In den vergangenen Monaten hatte Palmer zur Abwechslung einmal Schlagzeilen gemacht, die seiner Partei besser gefallen haben dürften als das, was sie aus dem Tübinger Rathaus normalerweise gewohnt sind. Als Corona-Krisenmanager setzte der Oberbürgermeister das „Tübinger Modell“mit weitgehenden Öffnungen bei gleichzeitig massenhaften Tests um, zeitweise galt es bundesweit als Vorbild.
Doch mit seinen jüngsten Äußerungen ist Palmer zurück in der Rolle des Provokateurs, der seine Parteifreunde fast schon gewohnheitsmäßig gegen sich aufbringt. Meist sind es Aussagen zu Flüchtlingen oder Migranten weit jenseits der Parteilinie, mit denen Palmer aneckt. Gern arbeitet er sich an linker „Identitätspolitik“ab – im April 2019 kritisierte er etwa eine Werbung der Deutschen Bahn, in der nur Menschen mit erkennbarem Migrationshintergrund dargestellt wurden. „Welche Gesellschaft soll das darstellen?“, fragte er damals.
Isoliert ist Palmer aber nicht. Als der Landesvorstand im Mai 2020 beschloss, Palmer bei künftigen Kandidaturen nicht mehr zu unterstützen, protestierten mehr als 80 GrünenMitglieder in einem Appell an den Landesvorstand. Koordinatorin des Unterstützerschreibens vom vergangenen Jahr war Uschi Eid, langjährige Bundestagsabgeordnete aus Baden-Württemberg und ehemalige Staatssekretärin im Entwicklungsministerium, heute Präsidentin der Deutschen Afrika Stiftung. Damals wie heute wirft sie dem Parteivorstand der Südwest-Grünen Führungsversagen vor. „Der Landesvorstand hat die Aufgabe, Diskussionen und nicht Parteiausschlüsse zu organisieren“, kritisiert Eid. Palmers Zitat vom N***schwanz sei widerlich und vulgär. Als Oberbürgermeister sage man so etwas nicht. „Aber die Grünen müssen lernen zu differenzieren und nicht immer gleich die Rassismuskeule rauszuholen.“
Schon im vergangenen Jahr, sagt Eid, hätte der Landesvorstand eine Debatte über Identitätspolitik anstoßen müssen. Doch das Schreiben der Palmer-Unterstützer sei nicht aufgegriffen worden, stattdessen habe der Vorstand eine Liste problematischer Aussagen Palmers verbreitet. Für Eid sind das „stalinistische Methoden“: „Ich kam mir vor wie in einer K-Gruppe in meiner Studentenzeit, wo einem Verfehlungen vorgehalten wurden und man dann Selbstkritik üben musste.“Die baden-württembergische Landespartei wollte den Vorwurf auf Anfrage der „Schwäbischen Zeitung“nicht kommentieren.

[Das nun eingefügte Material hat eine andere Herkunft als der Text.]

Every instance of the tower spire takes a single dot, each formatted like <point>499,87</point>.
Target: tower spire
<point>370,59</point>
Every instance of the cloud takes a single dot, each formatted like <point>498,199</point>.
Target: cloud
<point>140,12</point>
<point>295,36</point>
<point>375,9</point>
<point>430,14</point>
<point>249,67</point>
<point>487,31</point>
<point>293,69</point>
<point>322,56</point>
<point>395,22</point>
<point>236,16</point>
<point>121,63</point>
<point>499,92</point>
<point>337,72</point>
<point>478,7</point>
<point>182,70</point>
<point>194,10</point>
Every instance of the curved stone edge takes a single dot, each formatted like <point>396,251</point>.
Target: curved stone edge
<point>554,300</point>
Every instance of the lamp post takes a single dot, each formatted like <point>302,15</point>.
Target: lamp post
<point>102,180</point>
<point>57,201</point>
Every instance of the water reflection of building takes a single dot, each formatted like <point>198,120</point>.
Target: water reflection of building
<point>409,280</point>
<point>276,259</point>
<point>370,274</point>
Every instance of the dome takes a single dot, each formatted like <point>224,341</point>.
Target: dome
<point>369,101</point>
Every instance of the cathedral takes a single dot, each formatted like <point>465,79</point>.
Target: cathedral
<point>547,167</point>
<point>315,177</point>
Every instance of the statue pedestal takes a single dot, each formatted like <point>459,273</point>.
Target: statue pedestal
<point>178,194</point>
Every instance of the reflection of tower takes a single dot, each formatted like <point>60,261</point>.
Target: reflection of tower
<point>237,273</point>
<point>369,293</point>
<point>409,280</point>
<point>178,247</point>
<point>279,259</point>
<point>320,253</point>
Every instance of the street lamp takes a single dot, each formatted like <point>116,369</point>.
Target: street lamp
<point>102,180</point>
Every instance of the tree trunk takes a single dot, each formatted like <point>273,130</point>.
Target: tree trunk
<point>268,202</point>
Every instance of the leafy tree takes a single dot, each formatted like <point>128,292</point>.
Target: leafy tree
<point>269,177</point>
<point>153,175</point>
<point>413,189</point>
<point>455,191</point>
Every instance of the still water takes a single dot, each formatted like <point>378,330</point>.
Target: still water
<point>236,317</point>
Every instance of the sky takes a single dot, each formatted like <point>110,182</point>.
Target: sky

Auch auf Bundesebene haben sich Grüne zusammengefunden, die sich „gegen identitären Fundamentalismus“bei den Grünen wenden. „Es ist richtig und wichtig Rassismus und Diskriminierung entschieden entgegenzutreten“, heißt es in einem von mehr als 80 Grünen-Mitgliedern unterzeichneten Papier. „Unsere Kritik ist aber, dass die Identitätspolitik umschlägt in Selbstgerechtigkeit, Selbsterhöhung und neue Denkverbote, wie es zurzeit im Namen der ,Diversity‘ und des Postkolonialismus geschieht. Dieses ist in unseren Augen ein Angriff auf die Freiheit.“
Das Papier datiert vom März diesen Jahres. Uschi Eid hat es mitgezeichnet, ebenso wie Elmar Braun – und auch Boris Palmer. Die Parteispitze in Berlin, kritisiert Eid, habe die Wortmeldung bislang ignoriert.